There is a tradition going back thousands of years in many ancient cultures including the Israelite culture that all who came for refuge at the altar or in the consecrated space of the temple or to those cities designated as sanctuary cities were safe there.
Those seeking refuge could include criminals, debtors, escaped slaves, priests, and ordinary people. It was considered a greater crime to drag someone from the sanctuary or kill them there than it was to defile the sanctuary itself.
This tradition was revived in American churches when they offered sanctuary to soldiers who refused to serve in the Vietnam War. And in the 1980’s congregations opened their doors to Central Americans fleeing wars in El Salvador, Guatemala and Honduras. The movement was revived again in 2006 and grew during President Obama’s two terms.
Today, 450 houses of worship in the United States have offered to provide sanctuary or other assistance to undocumented immigrants. More than forty of these are Unitarian Universalist congregations—with the full backing of the UUA.

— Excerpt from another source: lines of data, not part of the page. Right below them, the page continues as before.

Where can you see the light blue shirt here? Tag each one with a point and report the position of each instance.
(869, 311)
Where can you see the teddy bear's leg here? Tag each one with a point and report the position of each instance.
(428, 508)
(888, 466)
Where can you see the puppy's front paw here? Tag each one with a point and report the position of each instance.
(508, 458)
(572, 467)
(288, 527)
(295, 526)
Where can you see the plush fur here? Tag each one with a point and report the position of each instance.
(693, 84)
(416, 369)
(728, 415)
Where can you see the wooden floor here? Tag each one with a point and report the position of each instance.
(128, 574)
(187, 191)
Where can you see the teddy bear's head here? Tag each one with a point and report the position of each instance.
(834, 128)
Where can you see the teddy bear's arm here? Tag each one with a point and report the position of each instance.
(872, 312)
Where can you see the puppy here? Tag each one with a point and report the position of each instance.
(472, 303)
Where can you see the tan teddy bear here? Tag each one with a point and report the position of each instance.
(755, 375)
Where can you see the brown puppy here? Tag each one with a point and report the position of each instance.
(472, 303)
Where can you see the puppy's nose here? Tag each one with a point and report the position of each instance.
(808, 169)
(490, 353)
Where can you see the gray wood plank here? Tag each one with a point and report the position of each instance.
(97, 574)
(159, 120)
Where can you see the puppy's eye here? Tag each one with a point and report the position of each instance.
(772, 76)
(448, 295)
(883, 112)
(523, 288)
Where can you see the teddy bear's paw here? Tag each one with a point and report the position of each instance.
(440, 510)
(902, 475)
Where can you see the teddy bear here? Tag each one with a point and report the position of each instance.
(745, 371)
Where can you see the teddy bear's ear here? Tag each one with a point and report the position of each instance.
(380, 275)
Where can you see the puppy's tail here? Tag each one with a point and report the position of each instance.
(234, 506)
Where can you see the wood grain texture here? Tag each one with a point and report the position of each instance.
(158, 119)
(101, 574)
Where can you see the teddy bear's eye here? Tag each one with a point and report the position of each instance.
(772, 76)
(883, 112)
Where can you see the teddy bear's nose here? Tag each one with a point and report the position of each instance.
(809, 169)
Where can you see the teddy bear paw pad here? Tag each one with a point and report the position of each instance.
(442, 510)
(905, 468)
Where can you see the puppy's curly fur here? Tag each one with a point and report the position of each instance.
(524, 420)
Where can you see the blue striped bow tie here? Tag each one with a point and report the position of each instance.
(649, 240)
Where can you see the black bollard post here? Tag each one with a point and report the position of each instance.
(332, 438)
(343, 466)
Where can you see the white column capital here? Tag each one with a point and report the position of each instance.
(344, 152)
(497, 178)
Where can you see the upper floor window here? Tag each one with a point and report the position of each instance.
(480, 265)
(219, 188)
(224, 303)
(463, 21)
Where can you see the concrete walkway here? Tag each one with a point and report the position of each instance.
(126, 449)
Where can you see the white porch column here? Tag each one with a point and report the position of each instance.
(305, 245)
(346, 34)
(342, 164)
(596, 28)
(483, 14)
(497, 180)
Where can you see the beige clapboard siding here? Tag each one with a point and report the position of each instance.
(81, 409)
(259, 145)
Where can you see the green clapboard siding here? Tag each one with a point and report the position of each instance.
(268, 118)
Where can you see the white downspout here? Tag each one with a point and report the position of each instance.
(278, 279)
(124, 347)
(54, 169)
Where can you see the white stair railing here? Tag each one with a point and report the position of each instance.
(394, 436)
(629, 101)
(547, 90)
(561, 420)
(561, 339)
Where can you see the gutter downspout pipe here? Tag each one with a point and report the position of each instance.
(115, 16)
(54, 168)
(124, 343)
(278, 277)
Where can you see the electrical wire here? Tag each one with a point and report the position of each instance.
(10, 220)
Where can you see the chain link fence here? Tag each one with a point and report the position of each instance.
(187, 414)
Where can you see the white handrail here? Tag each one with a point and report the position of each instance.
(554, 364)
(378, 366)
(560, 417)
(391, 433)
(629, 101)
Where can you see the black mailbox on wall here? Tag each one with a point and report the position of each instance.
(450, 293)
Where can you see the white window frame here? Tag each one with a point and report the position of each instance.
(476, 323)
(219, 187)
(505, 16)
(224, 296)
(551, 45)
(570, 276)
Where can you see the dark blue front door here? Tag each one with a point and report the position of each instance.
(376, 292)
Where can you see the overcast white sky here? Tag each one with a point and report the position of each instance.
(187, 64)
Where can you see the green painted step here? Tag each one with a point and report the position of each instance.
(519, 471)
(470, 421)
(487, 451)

Protecting immigrants is becoming a priority for religious liberals of many faiths and ethnicities since Trump’s victory and his selection of an attorney general nominee who supports a crackdown on immigrants. While few congregations have the space and determination to risk harboring undocumented immigrants indefinitely, they can connect with neighboring churches that have such resources. They can line up to contribute money, legal assistance, food, clothing, medical care, child care or transportation.
So I bring my heart and soul here today in the trust that we can start consideration here about supporting the sanctuary movement. I will be in the Fellowship Hall after the service to meet with all of you who are interested in further discussion.
A first step is understanding what undocumented immigrants and their families confront now and hearing their stories.
A further step is to reach within ourselves and ask what we may be called to do by our faith, our guiding principles, by our compassion and love of justice.
Then, for those of us who see providing for the safety of vulnerable unauthorized immigrants as one of those “few worthy things” we desire to undertake, we can together develop our priorities for action.
May we find deep in our hearts those few worthy things that fill our spirit with light and hope and may we attend to them well and faithfully in the coming days.